Manned operation is planned to start in the latter half of 2018, with remote-operation beginning in 2019 and fully-autonomous operation starting in 2020. Credit: Yara/Kongsberg
Norwegian fertilizer producer Yara and maritime technology firm Kongsberg Gruppe are teaming up to build what they say will be the world’s first fully-electric and autonomous container feeder ship.
“The new zero-emission vessel will be a game-changer for global maritime transport contributing to meet the United Nations sustainability goals,” the companies said on Tuesday.
The planned autonomous container feeder ship, to be named YARA Birkeland, will cut emissions from road transport when it starts shipping products from Yara’s Porsgrunn plant to Norway’s Brevik and Larvik ports, the companies said. Brevik and Larvik ports are about 14 km and 26 km away from Porsgrunn respectively by road. The vessel is expected to reduce emissions and boost safety by removing up to 40,000 truck journeys per year.

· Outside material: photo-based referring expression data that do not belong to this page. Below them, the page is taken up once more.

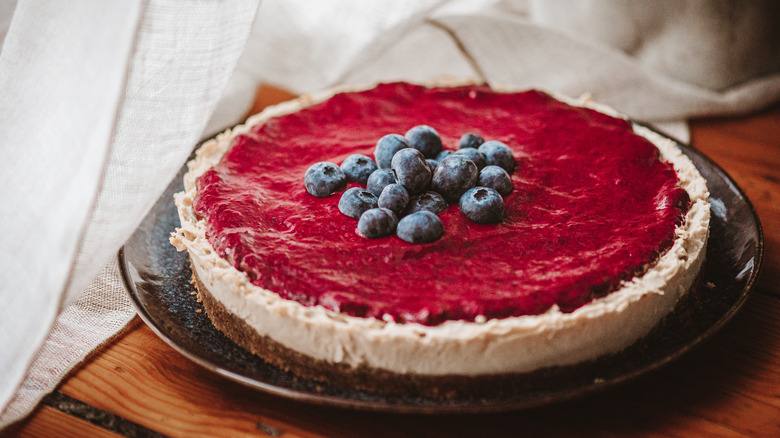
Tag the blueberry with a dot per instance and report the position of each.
(428, 201)
(470, 140)
(378, 180)
(323, 179)
(498, 154)
(387, 146)
(377, 222)
(496, 178)
(355, 201)
(394, 197)
(432, 164)
(411, 170)
(357, 168)
(474, 155)
(482, 205)
(454, 175)
(420, 227)
(425, 139)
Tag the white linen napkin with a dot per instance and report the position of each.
(102, 102)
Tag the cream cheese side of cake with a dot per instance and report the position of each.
(511, 345)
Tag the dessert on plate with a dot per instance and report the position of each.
(595, 228)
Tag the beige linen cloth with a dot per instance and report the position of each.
(102, 102)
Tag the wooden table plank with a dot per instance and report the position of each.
(728, 387)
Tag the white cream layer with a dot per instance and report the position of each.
(510, 345)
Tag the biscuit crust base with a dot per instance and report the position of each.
(381, 381)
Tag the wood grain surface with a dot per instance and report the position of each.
(728, 387)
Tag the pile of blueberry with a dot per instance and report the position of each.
(414, 178)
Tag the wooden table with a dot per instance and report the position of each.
(139, 386)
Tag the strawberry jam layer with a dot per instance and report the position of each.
(592, 206)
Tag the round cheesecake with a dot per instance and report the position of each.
(604, 231)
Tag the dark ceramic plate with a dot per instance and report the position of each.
(158, 280)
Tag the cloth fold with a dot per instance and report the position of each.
(103, 102)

YARA Birkeland will initially operate as a manned vessel before moving to remote operation in 2019, and later to fully-autonomous operations from 2020 onwards.
Kongsberg will be responsible for the development and delivery the technology required for the vessel, including the sensors and integration required for remote and autonomous operations, in addition to the electric drive, battery and propulsion control systems.
“By moving container transport from land to sea, YARA Birkeland is the start of a major contribution to fulfilling national and international environmental impact goals. The new concept is also a giant step forward towards increased seaborne transportation in general,” says Geir Håøy, President and CEO of Kongsberg.
“Developing systems for autonomous operations is a major opening and natural step for KONGSBERG, considering our decades of expertise in the development and integration of advanced sensors, control and communication systems for all areas of ship operations. YARA Birkeland will set the benchmark for the application of innovative maritime technology for more efficient and environmentally friendly shipping,” Håøy added.